The Nest learning thermostat is now winning over utilities, too. On Monday, startup Nest announced that Texas energy service provider Reliant has started offering its learning thermostat through one of its energy efficiency programs.
Customers that sign up for Reliant’s conservation program get a Nest thermostat in exchange for signing a contract for two years of fixed electricity prices. Texas energy service providers like Reliant are interested in offering customers attractive services and devices as a way to keep them from changing providers. It’s a competitive market in Texas, which makes the state an interesting ecosystem for energy startups.
Cracking the utility world is a pretty big deal for Nest. While Nest is first and foremost and consumer-focused company, utilities can act as a strong distribution channel for the thermostat, and can also use the thermostat to collectively curb energy consumption during peak grid events. This type of service is called demand response, and the saved energy per household helps utilities manage their grids during really hot summer days. Nest tells me that Reliant will not be using its thermostat for demand response through this service.
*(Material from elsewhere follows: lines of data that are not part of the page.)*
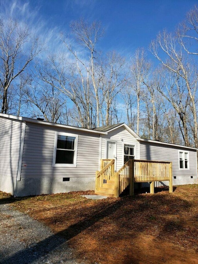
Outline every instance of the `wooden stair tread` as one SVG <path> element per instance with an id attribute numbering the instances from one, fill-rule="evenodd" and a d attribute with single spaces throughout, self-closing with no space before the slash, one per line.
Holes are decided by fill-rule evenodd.
<path id="1" fill-rule="evenodd" d="M 103 196 L 107 196 L 107 197 L 114 197 L 114 194 L 109 194 L 108 193 L 101 193 L 100 192 L 95 192 L 96 194 L 98 195 L 103 195 Z"/>
<path id="2" fill-rule="evenodd" d="M 110 189 L 110 190 L 114 189 L 114 184 L 111 184 L 109 183 L 103 183 L 102 184 L 102 187 L 101 187 L 105 189 Z"/>
<path id="3" fill-rule="evenodd" d="M 97 190 L 97 191 L 109 194 L 114 194 L 114 189 L 112 190 L 110 189 L 108 189 L 107 188 L 104 188 L 103 187 L 99 187 Z"/>

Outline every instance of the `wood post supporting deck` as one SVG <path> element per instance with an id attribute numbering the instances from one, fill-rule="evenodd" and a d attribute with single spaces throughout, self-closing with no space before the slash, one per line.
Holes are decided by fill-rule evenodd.
<path id="1" fill-rule="evenodd" d="M 134 195 L 134 160 L 129 160 L 129 195 L 132 196 Z"/>
<path id="2" fill-rule="evenodd" d="M 95 183 L 95 190 L 96 191 L 97 191 L 97 190 L 98 190 L 98 187 L 99 187 L 99 181 L 98 180 L 97 178 L 98 173 L 99 172 L 99 171 L 96 171 L 96 182 Z"/>
<path id="3" fill-rule="evenodd" d="M 172 172 L 172 162 L 169 163 L 169 193 L 173 192 L 173 175 Z"/>
<path id="4" fill-rule="evenodd" d="M 114 174 L 114 197 L 119 197 L 119 174 L 118 172 L 115 172 Z"/>
<path id="5" fill-rule="evenodd" d="M 154 194 L 154 187 L 155 186 L 155 182 L 152 181 L 150 184 L 150 193 L 152 194 Z"/>

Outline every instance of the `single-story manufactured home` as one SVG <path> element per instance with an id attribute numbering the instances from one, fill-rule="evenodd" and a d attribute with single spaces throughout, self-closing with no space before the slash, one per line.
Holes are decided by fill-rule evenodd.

Nest’s thermotat has a ZigBee chip installed in it, so it could potentially also connect with utilities’ smart meters. Nest says that home owners can save 20 to 30 percent on their energy bills using the thermostat, which is one of the highest estimated ways to curb home energy use on the market.
In recent weeks Nest has also expanded its consumer-focused distribution channels, and has started selling the thermostat through Apple’s online site and Amazon’s online store. For a detailed review of the Nest thermostat check out Kevin Tofel’s impressions.
Nest, founded by former Apple designers and backed by tens of millions in venture capital funding, launched at the end of 2011, with its smart learning thermostat. The idea was to create a cool, coveted device that would get people actually interested in their thermostat, and then use learning algorithms to help the customer cut their energy consumption and save money on their bill.
The company was sued by Honeywell earlier this year, but hired Apple’s former legal counsel to fight back.